Dr Shawn Lum, president of conservation group Nature Society of Singapore, added: “We’re [consumers] looking for policy to come down [to affect change]. But for things to really change, you have to work from the ground up.”

Singapore will end up as a soulless jungle of concrete glass and steel.

Desmond Lee, minister, Prime Minister’s Office and second minister for Home Affairs and National Development on the cost of biodiversity loss.

Learning to share a city with wildlife

In an earlier address at the event, Lee said that Singapore could not just be a ‘City in a garden’ and needed evolve into a ‘biophilic city’—one where nature is built into urban design, and people co-exist with animals. 

‘City in a Garden’ is a green-minded approach to urban development pioneered by the city-state’s former prime minister Lee Kuan Yew. It has seen millions of trees planted on or around buildings all Singapore since the 1960s.

For Singapore to become truly biophilic, its citizenry needs to learn more about the value of biodiversity, and become more tolerant of wildlife, said Lee.

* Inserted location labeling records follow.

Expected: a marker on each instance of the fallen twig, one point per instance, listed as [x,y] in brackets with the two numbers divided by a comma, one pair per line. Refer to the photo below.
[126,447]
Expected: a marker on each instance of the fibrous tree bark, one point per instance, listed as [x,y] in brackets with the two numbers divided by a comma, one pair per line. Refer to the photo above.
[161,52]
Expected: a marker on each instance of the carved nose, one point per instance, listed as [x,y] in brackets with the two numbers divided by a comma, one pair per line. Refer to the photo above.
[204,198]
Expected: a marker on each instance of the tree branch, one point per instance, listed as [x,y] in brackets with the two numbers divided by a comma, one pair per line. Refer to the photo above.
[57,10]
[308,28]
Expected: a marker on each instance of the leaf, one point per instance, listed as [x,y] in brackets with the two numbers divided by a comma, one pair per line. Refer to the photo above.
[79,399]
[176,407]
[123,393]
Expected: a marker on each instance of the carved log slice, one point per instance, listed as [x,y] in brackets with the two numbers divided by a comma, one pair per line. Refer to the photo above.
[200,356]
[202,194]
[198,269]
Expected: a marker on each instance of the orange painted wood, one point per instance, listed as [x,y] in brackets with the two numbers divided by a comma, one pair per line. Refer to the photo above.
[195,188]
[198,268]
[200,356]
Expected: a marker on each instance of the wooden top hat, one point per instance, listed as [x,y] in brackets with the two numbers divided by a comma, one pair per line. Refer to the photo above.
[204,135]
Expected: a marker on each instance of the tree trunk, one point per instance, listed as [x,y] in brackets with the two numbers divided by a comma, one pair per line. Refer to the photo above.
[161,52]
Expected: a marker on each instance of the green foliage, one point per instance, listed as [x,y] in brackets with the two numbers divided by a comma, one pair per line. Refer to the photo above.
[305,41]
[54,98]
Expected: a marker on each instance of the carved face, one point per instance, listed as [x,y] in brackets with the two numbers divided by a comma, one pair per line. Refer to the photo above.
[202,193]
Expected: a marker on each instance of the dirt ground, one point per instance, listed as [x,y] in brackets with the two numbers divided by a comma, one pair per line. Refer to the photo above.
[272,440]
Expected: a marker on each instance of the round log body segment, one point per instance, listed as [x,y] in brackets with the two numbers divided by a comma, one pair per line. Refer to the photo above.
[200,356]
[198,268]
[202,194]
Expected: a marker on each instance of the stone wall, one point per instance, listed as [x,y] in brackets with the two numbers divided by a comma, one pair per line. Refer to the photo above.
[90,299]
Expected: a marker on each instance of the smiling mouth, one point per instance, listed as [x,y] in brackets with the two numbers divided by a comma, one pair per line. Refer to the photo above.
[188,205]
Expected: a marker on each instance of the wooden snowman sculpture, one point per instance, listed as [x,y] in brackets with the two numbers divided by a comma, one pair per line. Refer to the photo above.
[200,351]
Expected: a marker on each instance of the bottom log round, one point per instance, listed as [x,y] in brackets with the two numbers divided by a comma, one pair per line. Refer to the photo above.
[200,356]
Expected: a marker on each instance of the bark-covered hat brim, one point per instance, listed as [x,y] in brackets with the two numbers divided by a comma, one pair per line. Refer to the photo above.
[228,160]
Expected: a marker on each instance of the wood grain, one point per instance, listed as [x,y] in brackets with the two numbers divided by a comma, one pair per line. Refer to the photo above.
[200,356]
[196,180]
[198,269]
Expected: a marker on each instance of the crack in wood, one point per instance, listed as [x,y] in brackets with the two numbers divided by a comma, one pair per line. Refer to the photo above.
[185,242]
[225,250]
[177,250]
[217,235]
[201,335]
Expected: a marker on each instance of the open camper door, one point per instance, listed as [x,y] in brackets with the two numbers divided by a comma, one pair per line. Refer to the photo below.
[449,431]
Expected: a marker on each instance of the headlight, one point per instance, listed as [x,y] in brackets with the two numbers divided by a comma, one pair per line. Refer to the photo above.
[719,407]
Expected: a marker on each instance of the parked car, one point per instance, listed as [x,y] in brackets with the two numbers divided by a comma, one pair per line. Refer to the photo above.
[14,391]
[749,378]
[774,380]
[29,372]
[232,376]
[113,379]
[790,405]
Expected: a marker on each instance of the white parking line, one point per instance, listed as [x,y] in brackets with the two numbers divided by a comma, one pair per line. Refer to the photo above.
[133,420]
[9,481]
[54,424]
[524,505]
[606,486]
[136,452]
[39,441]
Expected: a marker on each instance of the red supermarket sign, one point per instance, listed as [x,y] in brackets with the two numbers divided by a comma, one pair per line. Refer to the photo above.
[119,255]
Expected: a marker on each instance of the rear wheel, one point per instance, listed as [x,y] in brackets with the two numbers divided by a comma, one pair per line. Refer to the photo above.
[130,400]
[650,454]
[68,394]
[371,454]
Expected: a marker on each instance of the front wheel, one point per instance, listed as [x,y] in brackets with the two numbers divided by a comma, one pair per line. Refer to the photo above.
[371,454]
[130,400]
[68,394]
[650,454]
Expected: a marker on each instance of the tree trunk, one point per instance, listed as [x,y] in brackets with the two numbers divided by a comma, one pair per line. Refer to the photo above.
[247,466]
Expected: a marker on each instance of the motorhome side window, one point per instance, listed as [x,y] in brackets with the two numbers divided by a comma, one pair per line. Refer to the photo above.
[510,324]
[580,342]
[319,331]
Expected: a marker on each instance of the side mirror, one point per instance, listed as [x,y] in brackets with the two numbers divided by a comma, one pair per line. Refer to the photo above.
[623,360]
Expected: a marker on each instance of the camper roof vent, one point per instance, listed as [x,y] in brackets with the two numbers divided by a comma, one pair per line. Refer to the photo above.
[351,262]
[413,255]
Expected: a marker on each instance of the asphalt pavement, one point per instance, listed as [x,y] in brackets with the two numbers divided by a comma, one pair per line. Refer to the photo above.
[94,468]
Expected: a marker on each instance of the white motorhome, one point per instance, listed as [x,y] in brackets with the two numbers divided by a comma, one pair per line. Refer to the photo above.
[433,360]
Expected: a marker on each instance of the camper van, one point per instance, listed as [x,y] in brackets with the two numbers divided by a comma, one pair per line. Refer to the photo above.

Recent incidences of human-wildlife conflict in Singapore include a monkey biting a citizen and a wild boar goring a dogwalker.

If the country’s wildlife is not preserved, “Singapore will end up as a soulless jungle of concrete glass and steel,” warned Lee.

In a land-scarce, highly urbanised yet biodiverse country of 4,673 species of flora and fauna, human-wildlife interaction is “inevitable” as the human population rises, he said, adding that “not everyone is comfortable being so close to nature—some don’t like it at all.”

Goodall’s charity, the Jane Goodall Institute, has been working to improve the relationship between people and animals in Singapore for the last 10 years. The institute works with Singapore’s National Parks Board to organise “monkey walks” to familiarise the public with longtailed macacques, a species that regularly comes into contact with people because the animals are routinely fed.

Goodall said it would be “very easy” for the government to manage human-wildlife conflict “in a country the size of Singapore if there weren’t so many people living here.” The over population of the world has long been one of Goodall’s primary concerns.

Dr Jane Goodall: “There is a window of time for us to start turning things around. Scientists will disagree. But I prefer to live with hope.” Image: Eco-Business

How to change people

Asked to define her biggest achievement, Goodall, whose accomplishments include the discovery that chimpanzees use tools and have, like humans, a darker side to their nature, said it was the realisation that “each one of us makes some kind of difference, and we have a choice as to what kind of difference we’re going to make.”

She added that preaching is the wrong way to engage with people on environmental issues. Telling people they are behaving badly “really doesn’t make any difference,” she said. “People will argue with you.”

“I get around it by telling stories. You’ve got to get into people’s hearts if you want them to change, not argue with them and tell them they’re bad people,” she said.

Goodall added that even though “the world is a mess,” with deforestation, ocean acidification and the continued burning of fossil fuels causing climate change-causing carbon emissions, she remains optimistic.

“We haven’t inherited this planet from our parents, we’ve been borrowing it from our children,” said Goodall. “Actually, we’ve been stealing the future from our children.”

She said that there appears to be a “disconnect” between the human brain and the heart. People are making decisions to help themselves now, and not thinking about the future.

“There is a window of time for us to start turning things around. Scientists will disagree. But I prefer to live with hope,” she said.